Jakarta (ANTARA) - Indonesia memilih abstain atau tidak menentukan sikap dalam pemungutan suara terhadap resolusi Dewan Keamanan (DK) PBB yang diusulkan Amerika Serikat (AS) mengenai perpanjangan embargo senjata di Iran.
Menurut Direktur Keamanan Internasional dan Perlucutan Senjata Kementerian Luar Negeri RI Grata Endah Werdaningtyas, Indonesia mengambil posisi abstain karena menilai rancangan resolusi yang diajukan AS tidak sejalan dengan Joint Comprehensive Plan of Action (JCPOA) atau dikenal dengan kesepakatan nuklir Iran.
Rancangan itu juga, menurut Indonesia, tidak akan efektif mengatasi masalah nonproliferasi serta isu stabilitas keamanan di Kawasan Teluk.
Baca juga: Upaya AS di PBB untuk memperpanjang embargo senjata Iran terganjal
“Bagi Indonesia, implementasi Resolusi DK PBB 2231 dan JCPOA secara menyeluruh merupakan satu-satunya cara yang efektif dalam memastikan program nuklir Iran hanya untuk tujuan damai,” kata Grata saat dihubungi ANTARA, Sabtu.
Karena itu, Indonesia meminta Iran dan seluruh negara pihak lainnya pada JCPOA untuk menjalankan komitmennya secara penuh dan efektif.
Indonesia juga menyesalkan langkah AS untuk keluar dari kesepakatan tersebut.

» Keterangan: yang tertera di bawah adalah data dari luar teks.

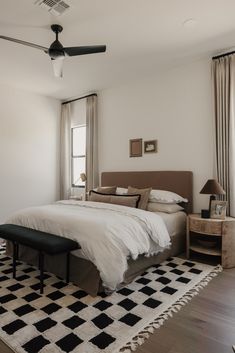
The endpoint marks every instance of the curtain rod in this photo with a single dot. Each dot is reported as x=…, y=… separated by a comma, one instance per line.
x=222, y=55
x=77, y=99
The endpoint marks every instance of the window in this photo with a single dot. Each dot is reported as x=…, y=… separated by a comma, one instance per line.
x=78, y=155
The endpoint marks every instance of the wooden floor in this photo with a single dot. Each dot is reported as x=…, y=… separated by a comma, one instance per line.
x=205, y=325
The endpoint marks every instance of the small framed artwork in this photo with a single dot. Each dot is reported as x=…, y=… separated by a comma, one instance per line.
x=150, y=146
x=136, y=148
x=218, y=209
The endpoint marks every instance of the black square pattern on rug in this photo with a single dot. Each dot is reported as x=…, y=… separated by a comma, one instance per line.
x=36, y=344
x=69, y=343
x=195, y=271
x=168, y=290
x=188, y=263
x=127, y=304
x=78, y=306
x=183, y=280
x=7, y=298
x=45, y=324
x=3, y=278
x=79, y=294
x=159, y=272
x=59, y=285
x=51, y=308
x=102, y=305
x=2, y=310
x=14, y=326
x=56, y=295
x=73, y=322
x=130, y=319
x=177, y=272
x=102, y=321
x=103, y=340
x=152, y=303
x=143, y=280
x=69, y=320
x=163, y=280
x=15, y=287
x=24, y=310
x=172, y=264
x=147, y=290
x=125, y=291
x=31, y=297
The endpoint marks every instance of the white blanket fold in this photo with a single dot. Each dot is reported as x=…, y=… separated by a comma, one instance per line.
x=108, y=234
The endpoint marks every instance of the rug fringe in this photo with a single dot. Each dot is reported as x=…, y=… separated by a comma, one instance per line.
x=157, y=323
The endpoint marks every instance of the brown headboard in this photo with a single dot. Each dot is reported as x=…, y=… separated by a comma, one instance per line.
x=180, y=182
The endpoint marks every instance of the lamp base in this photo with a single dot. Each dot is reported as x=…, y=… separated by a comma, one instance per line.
x=205, y=213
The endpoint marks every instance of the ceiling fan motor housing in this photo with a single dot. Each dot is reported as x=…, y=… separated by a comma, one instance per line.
x=56, y=50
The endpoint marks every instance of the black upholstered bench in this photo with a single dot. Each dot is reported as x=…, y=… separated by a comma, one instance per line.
x=44, y=243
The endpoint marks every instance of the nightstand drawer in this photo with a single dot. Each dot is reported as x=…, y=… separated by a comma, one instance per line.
x=204, y=226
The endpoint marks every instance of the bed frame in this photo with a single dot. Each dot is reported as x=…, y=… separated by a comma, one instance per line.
x=83, y=272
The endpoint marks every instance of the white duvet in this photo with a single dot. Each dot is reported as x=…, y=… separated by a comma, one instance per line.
x=108, y=234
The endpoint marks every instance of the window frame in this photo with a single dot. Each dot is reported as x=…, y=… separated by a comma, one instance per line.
x=75, y=156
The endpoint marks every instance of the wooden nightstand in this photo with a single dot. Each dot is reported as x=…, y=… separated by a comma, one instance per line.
x=212, y=237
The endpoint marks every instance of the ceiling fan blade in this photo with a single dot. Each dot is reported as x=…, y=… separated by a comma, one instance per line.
x=73, y=51
x=32, y=45
x=58, y=67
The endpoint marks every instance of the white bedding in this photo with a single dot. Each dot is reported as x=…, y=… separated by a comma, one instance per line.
x=108, y=234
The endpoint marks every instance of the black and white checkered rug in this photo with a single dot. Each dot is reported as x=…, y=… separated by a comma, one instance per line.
x=66, y=319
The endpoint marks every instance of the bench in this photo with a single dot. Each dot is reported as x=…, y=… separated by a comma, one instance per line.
x=44, y=243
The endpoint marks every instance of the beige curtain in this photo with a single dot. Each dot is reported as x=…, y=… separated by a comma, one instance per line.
x=91, y=144
x=223, y=84
x=65, y=152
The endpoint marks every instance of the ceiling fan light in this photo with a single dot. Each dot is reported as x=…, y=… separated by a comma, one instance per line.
x=57, y=65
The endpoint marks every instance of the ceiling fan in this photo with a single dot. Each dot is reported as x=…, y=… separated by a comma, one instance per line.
x=57, y=52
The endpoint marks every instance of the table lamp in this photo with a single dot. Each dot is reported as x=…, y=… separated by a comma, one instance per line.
x=213, y=188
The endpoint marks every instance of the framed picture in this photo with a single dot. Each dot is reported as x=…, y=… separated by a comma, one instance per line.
x=150, y=146
x=218, y=209
x=136, y=148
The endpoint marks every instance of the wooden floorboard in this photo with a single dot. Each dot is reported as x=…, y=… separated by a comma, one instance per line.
x=205, y=325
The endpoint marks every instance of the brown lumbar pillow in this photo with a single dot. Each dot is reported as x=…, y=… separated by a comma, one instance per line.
x=107, y=190
x=123, y=200
x=144, y=195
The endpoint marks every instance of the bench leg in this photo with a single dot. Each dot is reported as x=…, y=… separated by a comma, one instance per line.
x=14, y=259
x=41, y=267
x=68, y=267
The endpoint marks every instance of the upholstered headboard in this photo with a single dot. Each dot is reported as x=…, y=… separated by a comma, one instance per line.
x=180, y=182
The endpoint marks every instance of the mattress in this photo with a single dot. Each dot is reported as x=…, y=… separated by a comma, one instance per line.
x=85, y=274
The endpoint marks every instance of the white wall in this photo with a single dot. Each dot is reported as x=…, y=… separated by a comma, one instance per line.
x=29, y=150
x=175, y=108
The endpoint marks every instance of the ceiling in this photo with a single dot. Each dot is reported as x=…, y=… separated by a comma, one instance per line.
x=143, y=37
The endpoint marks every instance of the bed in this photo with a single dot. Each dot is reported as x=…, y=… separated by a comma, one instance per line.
x=84, y=273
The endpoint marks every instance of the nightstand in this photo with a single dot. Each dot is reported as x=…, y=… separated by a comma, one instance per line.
x=213, y=237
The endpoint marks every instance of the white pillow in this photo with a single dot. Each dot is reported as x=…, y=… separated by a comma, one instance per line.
x=164, y=196
x=163, y=207
x=121, y=191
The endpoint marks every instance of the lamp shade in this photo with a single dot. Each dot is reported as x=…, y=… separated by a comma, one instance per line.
x=212, y=187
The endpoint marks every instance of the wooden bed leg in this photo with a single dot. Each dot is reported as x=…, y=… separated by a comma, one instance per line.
x=41, y=267
x=68, y=267
x=14, y=259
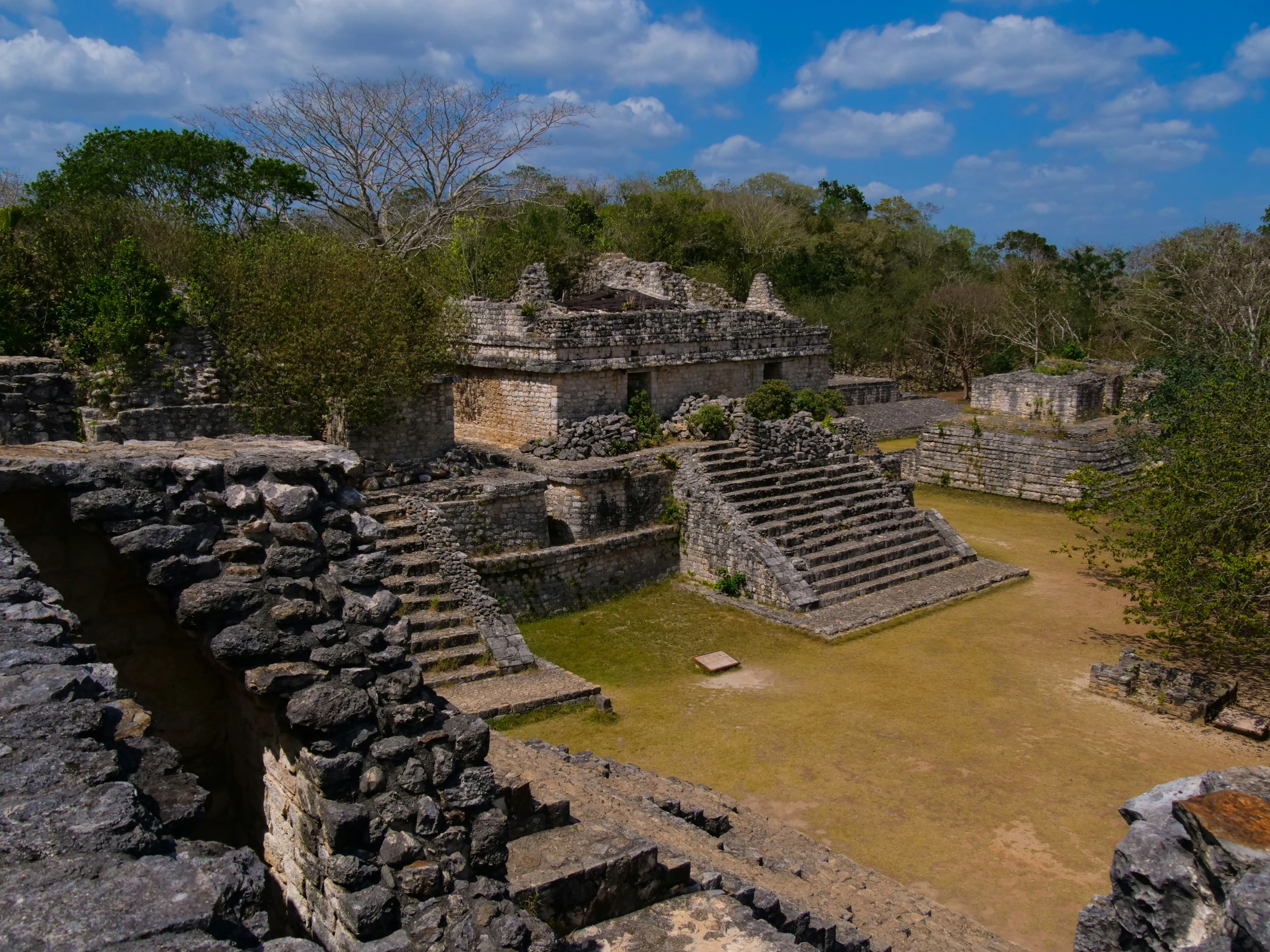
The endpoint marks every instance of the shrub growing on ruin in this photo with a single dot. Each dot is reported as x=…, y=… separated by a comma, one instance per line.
x=1188, y=533
x=307, y=319
x=712, y=422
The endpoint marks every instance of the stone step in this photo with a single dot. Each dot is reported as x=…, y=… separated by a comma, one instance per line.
x=444, y=602
x=516, y=694
x=404, y=584
x=851, y=542
x=578, y=875
x=427, y=620
x=781, y=497
x=437, y=639
x=449, y=659
x=850, y=560
x=397, y=528
x=816, y=538
x=418, y=562
x=842, y=471
x=832, y=598
x=467, y=674
x=861, y=583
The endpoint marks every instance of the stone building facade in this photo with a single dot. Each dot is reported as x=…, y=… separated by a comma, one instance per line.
x=535, y=363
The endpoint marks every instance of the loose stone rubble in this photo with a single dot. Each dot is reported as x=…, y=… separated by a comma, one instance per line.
x=1193, y=872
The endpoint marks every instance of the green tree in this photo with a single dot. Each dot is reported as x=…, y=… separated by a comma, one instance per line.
x=213, y=180
x=113, y=316
x=1188, y=533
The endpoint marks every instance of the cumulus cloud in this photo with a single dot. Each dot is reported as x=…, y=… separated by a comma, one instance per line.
x=853, y=133
x=1249, y=64
x=1010, y=54
x=1122, y=133
x=738, y=158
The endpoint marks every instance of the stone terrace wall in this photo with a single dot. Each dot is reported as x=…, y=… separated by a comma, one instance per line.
x=1010, y=463
x=89, y=851
x=1041, y=396
x=37, y=402
x=377, y=797
x=417, y=428
x=568, y=578
x=860, y=391
x=497, y=510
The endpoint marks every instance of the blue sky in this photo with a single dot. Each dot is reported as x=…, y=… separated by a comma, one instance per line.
x=1090, y=122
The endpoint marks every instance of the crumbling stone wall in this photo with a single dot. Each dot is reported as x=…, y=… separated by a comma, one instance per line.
x=378, y=797
x=416, y=430
x=37, y=402
x=1193, y=872
x=92, y=848
x=1041, y=396
x=497, y=510
x=572, y=577
x=1012, y=463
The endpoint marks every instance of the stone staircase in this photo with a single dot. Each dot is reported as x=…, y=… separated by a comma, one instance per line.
x=449, y=639
x=846, y=528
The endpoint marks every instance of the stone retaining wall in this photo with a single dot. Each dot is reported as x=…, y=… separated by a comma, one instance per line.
x=1009, y=463
x=377, y=797
x=1041, y=396
x=37, y=402
x=568, y=578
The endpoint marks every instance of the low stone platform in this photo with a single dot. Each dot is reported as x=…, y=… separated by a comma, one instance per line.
x=904, y=418
x=757, y=860
x=518, y=694
x=882, y=607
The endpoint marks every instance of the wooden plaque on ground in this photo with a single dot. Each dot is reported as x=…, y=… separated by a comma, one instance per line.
x=716, y=662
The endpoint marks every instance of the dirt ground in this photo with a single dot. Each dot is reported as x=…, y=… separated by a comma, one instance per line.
x=957, y=752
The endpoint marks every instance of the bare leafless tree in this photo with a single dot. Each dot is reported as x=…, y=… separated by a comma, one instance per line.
x=1207, y=289
x=10, y=188
x=959, y=325
x=398, y=162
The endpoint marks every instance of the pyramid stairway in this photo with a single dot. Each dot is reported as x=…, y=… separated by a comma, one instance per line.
x=845, y=526
x=445, y=638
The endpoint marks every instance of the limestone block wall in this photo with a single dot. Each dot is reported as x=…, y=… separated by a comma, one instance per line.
x=568, y=578
x=861, y=391
x=37, y=402
x=504, y=407
x=1041, y=396
x=1010, y=463
x=417, y=428
x=498, y=510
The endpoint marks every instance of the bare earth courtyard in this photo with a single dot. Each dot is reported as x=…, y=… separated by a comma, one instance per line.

“Indonesia mendorong agar negara pihak pada JCPOA dapat menyelesaikan isu kepatuhan implementasi melalui mekanisme yang telah diatur dalam kesepakatan dimaksud, dalam hal ini melalui Dispute Resolution Mechanism (DRM),” ujar Grata.
Baca juga: Menlu Iran menyeru AS kembali pada kesepakatan nuklir 2015
Sebagai Presiden DK PBB untuk bulan Agustus 2020, Indonesia akan memfasilitasi berbagai usulan rancangan resolusi yang disampaikan negara DK PBB, dengan melakukan konsultasi dan koordinasi dengan semua negara anggota DK dan pihak terkait lainnya.
Setelah rancangan resolusi yang diajukannya ditolak oleh mayoritas anggota DK, AS dapat menindaklanjuti langkahnya untuk memicu kembali semua sanksi PBB terhadap Iran dengan menggunakan ketentuan dalam perjanjian nuklir, yang dikenal sebagai snapback, meski Presiden Donald Trump telah hengkang dari perjanjian tersebut pada 2018.
Para diplomat mengatakan AS dapat melakukan langkah itu paling cepat pekan depan, namun bakal menghadapi tentangan yang berat.
Sementara itu, Duta Besar Iran untuk PBB Majid Takht Ravanchi memperingatkan AS agar tidak memicu pemberlakuan kembali sanksi PBB terhadap Teheran.